Tuesday, April 19th 2022
NVIDIA RTX 3090 Ti Memory Overclocked to 24.6 Gbps, Yielding 1.18 TB/s Bandwidth
The 21 Gbps-rated GDDR6X memory chips powering the GeForce RTX 3090 Ti really like to overclock. During our testing, we've seen these things reach as high as 1500 MHz (real clock), or 24 Gbps. Tweaktown, in the course of their crypto-mining performance testing of the RTX 3090 Ti, has managed to set a memory clock record, reaching as high as 1538 MHz, or 24.6 Gbps, which works out to a staggering 1181 GB/s memory bandwidth. 24.6 Gbps, VideoCardz notes, is higher than even the rumored 24 Gbps memory clock speed of the RTX 4090, the next-generation flagship powered by the Ada Lovelace graphics architecture. Armed with blistering memory speeds and larger on-die caches, the memory sub-system is poised to once again be a major contributor to the RTX 40-series generational performance uplift. Tweaktown set its RTX 3090 Ti memory OC feat with an MSI RTX 3090 Ti SUPRIM X graphics card.
Sources:
Tweaktown, VideoCardz
22 Comments on NVIDIA RTX 3090 Ti Memory Overclocked to 24.6 Gbps, Yielding 1.18 TB/s Bandwidth
Samsung announced GDDR6+ in November, but I'm not aware of any products that shipped with it.
24Gbps DDR6 may not be reliably available until 2026 for rDNA 5 at that rate.

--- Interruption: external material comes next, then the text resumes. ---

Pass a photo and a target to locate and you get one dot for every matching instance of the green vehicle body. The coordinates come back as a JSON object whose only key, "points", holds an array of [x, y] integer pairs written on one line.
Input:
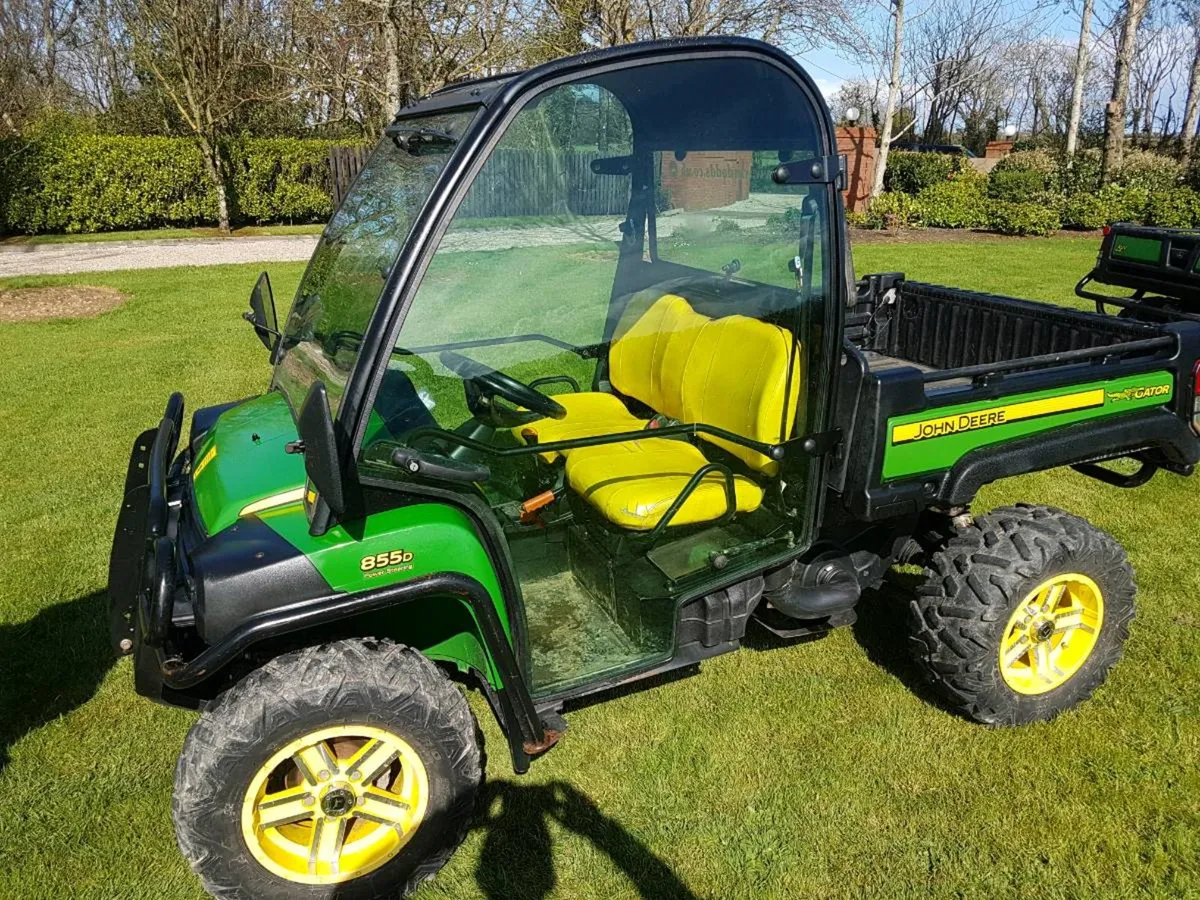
{"points": [[898, 432], [240, 463]]}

My trashDell 1660S can't take any overclock on VRAM with its stock fan, add some small and cheap memory heatsinks, and it can suddenly do +800MHz without issue, 24/7. VRAM temps are no joke.
In order to offend you'd have to be remotely on target.
I work hard, I want a card that can game hard. I like big complete chips. So I bought one. That's really all there is to my argument. I'm neither ashamed, nor proud. It simply is what it is, does what it says on the tin, and fits my needs/wants.
I'm a gimme an uncut die guy myself tbh... Except I prefer landing at a full 104 :D
Similarly, one of the better cards I've owned before that was a GTX 770, which was another full 104 (680 with better vram).
OTOH, cards like a 980ti kinda speak against the idea that a full die is better. 980ti is a cut as well :D I guess it differs per node and even per TDP budget/voltage curve/gen.
I'll happily admit a big part of this is emotional. Paying for a chip of the fullest version of things, sure. But a further CUT of a chip? Meh.
This is all anecdotal of course because silicon lottery and die defects don't work neatly or linearly like that (a better hint would be max clocks and power density) but it's still a cool "theory" and my ocd prefers perfect powers of 2 (like no cutdown 192bits buses, only complete 256bits - damn you GA-102 384bit bus :banghead:)
Prices have been skyrocketing for a WHILE now, so has power. Remember when the 6800 ultra hit with two damn power connectors and the first true dual slot card, people shat their pants then as well. Rational people just shrugged used the molex adapter and moved on.